Even if the switching and refresh rate is too low for to replace your PDA, your mobile phone or even your MP3 player displays but it could have many other uses. Apart from obvious uses like newspapers or books imagine one of those screens build into the base of your DSLR so when you setup a photograph you could unroll a big screen screen and look at the photo on a display the size of a standard photo.

Wednesday, August 01, 2007

Airline sanity being restored

Some sanity is finally being restored to the airport security standards dropped on us all by the EU. Despite the fact that no one blew up a plane using liquid explosives and all we had was reports of an alleged plot, air passengers in the EU have spent the last year afraid that their bottle of water, their can of deodorant, or their makeup would be confiscated and destroyed. I haven't heard of any trial of the terrorists or seen any evidence on TV of how close we came to some type of airline armageddon caused by bottles of water and rewired MP3 players. Still liquids are banned, but not MP3 players, and passengers have to endure lengthening queues to be searched by security officers who know the bottles of water they confiscate are just bottles of water. The authorities handed the terrorists a victory by disrupting the flow of air traffic around the world without them having to actually blow anything up.

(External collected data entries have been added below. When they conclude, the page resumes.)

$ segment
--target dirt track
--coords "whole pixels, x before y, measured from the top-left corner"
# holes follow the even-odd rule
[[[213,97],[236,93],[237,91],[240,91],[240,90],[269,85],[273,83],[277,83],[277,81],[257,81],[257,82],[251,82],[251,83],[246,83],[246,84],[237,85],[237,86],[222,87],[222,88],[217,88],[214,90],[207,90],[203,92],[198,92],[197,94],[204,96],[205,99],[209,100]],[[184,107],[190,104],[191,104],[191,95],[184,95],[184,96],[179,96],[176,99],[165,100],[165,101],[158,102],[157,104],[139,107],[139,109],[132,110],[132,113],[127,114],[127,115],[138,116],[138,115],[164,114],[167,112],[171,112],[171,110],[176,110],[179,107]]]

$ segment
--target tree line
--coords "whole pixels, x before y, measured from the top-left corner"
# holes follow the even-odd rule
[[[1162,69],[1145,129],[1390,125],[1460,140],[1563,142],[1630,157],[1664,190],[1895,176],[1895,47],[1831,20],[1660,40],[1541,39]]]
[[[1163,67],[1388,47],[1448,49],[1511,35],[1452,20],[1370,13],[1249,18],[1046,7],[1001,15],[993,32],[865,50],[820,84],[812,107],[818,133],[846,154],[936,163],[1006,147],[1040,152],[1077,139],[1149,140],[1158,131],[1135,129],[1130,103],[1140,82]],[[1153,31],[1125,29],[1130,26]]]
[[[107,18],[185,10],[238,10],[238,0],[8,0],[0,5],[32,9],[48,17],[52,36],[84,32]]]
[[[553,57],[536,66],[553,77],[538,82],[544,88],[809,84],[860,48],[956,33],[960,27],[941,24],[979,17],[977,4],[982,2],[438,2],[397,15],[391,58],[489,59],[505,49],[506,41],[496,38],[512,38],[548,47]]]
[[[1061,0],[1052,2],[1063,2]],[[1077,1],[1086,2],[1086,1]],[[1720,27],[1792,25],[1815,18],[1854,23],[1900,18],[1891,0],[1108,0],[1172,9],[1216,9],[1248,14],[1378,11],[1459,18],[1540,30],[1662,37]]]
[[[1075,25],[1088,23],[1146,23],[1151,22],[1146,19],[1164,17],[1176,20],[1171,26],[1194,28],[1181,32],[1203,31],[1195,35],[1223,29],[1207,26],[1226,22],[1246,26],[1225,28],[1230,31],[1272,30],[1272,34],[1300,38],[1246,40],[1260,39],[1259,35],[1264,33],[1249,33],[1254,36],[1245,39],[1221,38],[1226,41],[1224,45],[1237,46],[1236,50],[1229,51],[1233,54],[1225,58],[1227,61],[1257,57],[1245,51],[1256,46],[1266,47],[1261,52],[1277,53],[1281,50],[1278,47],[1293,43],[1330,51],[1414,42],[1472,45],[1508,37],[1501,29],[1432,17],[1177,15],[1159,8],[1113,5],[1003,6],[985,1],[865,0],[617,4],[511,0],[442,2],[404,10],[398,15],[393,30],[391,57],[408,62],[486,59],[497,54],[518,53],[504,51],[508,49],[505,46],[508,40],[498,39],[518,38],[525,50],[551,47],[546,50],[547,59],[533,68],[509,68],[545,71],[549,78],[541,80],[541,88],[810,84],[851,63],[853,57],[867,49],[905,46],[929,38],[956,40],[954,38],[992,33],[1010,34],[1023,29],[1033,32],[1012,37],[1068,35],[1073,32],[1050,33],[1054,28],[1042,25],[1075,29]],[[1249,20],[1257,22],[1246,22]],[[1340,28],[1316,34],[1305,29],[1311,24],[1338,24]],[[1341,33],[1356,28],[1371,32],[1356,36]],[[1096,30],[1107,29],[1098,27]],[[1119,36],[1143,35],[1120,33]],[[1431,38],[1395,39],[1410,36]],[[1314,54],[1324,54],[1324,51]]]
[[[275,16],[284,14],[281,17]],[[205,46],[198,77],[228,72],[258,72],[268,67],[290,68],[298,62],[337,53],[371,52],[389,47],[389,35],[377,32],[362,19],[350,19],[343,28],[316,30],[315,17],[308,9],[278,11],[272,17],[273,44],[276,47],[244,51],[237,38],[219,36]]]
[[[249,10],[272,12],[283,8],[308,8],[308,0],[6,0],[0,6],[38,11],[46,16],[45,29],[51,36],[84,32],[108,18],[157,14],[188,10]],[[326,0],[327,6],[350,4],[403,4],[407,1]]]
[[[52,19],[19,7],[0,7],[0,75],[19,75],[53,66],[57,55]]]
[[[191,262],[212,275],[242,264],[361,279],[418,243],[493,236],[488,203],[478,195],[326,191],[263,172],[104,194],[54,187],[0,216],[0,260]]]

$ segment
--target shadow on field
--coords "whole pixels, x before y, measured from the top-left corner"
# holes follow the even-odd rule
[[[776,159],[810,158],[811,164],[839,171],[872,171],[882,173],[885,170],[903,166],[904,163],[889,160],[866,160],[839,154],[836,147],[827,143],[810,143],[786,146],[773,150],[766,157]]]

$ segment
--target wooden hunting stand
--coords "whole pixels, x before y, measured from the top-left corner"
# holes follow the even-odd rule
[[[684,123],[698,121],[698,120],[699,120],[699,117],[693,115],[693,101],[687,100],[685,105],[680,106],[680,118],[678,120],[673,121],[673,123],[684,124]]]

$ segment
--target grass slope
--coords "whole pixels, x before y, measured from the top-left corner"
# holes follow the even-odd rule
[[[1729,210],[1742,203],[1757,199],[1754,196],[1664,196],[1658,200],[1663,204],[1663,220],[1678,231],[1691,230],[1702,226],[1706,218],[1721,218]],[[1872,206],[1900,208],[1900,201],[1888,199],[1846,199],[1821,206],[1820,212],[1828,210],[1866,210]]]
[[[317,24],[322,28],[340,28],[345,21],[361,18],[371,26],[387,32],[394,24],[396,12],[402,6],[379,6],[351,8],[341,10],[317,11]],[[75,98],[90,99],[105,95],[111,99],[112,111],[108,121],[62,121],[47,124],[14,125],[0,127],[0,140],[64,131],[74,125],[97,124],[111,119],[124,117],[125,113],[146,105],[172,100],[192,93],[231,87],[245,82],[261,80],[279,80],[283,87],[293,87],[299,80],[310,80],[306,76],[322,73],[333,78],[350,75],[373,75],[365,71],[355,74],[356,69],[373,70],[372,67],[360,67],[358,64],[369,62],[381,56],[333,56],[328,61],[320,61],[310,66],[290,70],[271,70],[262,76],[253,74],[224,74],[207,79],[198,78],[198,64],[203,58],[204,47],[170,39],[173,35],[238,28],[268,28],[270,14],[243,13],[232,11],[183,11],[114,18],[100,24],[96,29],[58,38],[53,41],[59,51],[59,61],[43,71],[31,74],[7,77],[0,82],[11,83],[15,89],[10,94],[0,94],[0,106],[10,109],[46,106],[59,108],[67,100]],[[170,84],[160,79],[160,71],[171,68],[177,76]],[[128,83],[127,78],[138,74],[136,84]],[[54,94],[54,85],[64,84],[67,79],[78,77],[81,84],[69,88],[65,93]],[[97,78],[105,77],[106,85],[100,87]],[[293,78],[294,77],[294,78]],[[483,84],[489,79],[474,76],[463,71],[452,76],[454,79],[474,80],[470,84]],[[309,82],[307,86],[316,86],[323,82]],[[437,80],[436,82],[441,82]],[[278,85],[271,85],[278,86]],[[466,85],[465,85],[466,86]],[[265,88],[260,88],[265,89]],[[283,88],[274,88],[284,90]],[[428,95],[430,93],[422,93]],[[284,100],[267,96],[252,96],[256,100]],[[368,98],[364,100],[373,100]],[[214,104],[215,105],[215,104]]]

Now the EU is finally starting to ease those restrictions. If you buy a bottle of liquid in a duty free in an airport, with appropriate security, outside the EU and then later have to transit planes in a European airport you wont have to hand over your bottle of whiskey for, ahem, destruction by the security guards. Who knows maybe in a few years we'll be able to bring our own bottles of water and not have to buy them from airlines.